Aging, Relatively Speaking

A while back I was listening to a news report about an “elderly” woman. As the reporter related the story, she mentioned that the woman was 55 years old. Really? Fifty-five is elderly? At 60, what does that make me? How old is this reporter, anyway?

At first I found myself irritated, but then, after careful thought and consideration of youthful ignorance, I was still irritated! Of course I have to admit when I was 55, I thought 70 was elderly; that thought has now been reconsidered.

So I’ve come to the conclusion that an “elderly” person is anyone 25 years older than the perceiver. In other words, when one is 25 years old, a person of 50 is elderly. When one is 45, then a person of 70 years of age is elderly. “Elderly” is a relative term.
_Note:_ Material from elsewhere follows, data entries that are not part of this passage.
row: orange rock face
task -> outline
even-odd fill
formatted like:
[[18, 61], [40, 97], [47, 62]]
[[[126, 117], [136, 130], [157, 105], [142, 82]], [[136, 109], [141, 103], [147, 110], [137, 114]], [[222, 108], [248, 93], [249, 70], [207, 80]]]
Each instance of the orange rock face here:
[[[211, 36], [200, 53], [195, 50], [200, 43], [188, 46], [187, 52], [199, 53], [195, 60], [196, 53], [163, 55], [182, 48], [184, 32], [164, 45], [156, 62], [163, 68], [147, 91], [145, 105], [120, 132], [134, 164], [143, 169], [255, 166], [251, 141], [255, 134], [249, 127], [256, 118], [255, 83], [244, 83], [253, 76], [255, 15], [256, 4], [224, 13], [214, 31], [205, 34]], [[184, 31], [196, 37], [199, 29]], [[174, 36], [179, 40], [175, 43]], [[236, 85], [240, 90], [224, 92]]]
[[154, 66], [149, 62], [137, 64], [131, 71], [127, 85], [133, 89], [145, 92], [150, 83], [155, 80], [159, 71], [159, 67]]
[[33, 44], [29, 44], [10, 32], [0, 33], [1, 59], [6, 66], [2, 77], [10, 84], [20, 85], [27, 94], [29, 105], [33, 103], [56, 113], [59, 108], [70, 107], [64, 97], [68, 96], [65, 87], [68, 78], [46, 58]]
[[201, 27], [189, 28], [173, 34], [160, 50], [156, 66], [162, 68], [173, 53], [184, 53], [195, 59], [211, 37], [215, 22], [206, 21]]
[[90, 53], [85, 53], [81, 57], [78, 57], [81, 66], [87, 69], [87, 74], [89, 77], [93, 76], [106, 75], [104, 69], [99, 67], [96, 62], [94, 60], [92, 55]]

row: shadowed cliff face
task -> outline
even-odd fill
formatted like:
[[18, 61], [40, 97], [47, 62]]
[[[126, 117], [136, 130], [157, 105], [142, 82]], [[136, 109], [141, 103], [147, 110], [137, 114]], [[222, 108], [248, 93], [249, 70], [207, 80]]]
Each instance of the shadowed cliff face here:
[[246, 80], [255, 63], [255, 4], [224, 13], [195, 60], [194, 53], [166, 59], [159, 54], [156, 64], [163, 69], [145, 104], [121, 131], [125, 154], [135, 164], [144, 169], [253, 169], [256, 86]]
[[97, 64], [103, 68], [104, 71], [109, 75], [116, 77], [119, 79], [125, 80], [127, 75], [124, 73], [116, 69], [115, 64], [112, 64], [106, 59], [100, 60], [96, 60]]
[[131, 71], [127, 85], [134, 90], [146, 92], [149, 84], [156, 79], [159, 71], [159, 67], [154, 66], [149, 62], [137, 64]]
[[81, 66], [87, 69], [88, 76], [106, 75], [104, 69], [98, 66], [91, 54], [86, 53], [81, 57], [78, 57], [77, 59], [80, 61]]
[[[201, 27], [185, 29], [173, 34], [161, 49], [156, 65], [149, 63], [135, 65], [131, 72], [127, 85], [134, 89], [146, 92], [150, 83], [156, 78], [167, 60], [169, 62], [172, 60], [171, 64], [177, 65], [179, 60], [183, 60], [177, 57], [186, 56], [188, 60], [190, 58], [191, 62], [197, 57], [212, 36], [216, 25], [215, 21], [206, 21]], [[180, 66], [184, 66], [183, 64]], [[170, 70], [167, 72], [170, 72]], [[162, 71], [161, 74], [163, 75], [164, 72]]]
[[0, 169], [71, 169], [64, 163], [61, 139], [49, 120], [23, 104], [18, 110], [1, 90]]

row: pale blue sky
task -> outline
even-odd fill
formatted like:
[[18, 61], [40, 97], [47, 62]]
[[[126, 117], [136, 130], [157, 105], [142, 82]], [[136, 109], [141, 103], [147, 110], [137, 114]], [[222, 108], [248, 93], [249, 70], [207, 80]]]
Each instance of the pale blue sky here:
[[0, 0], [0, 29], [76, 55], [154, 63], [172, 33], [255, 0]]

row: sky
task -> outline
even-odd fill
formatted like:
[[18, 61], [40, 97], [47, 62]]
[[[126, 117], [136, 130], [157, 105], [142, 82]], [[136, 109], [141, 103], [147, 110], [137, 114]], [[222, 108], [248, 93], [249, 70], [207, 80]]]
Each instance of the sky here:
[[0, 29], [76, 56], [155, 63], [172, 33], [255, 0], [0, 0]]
But then another thought. In my mind, anyone who is 10 years younger than me is “about my age,” yet a person 1 year my senior is older than me; 5 years my senior and you are much older than me! This is especially true the older I get. So I guess it would be more accurate to say that “age” is a relative term.

One more thought for those of you who consider yourself an accomplished ager. I’ve decided that I’m still young as long as my daily manscape routine involves shaving, trimming, and brushing. “Elderly” has arrived when it involves snorting, bloating, and flatulence.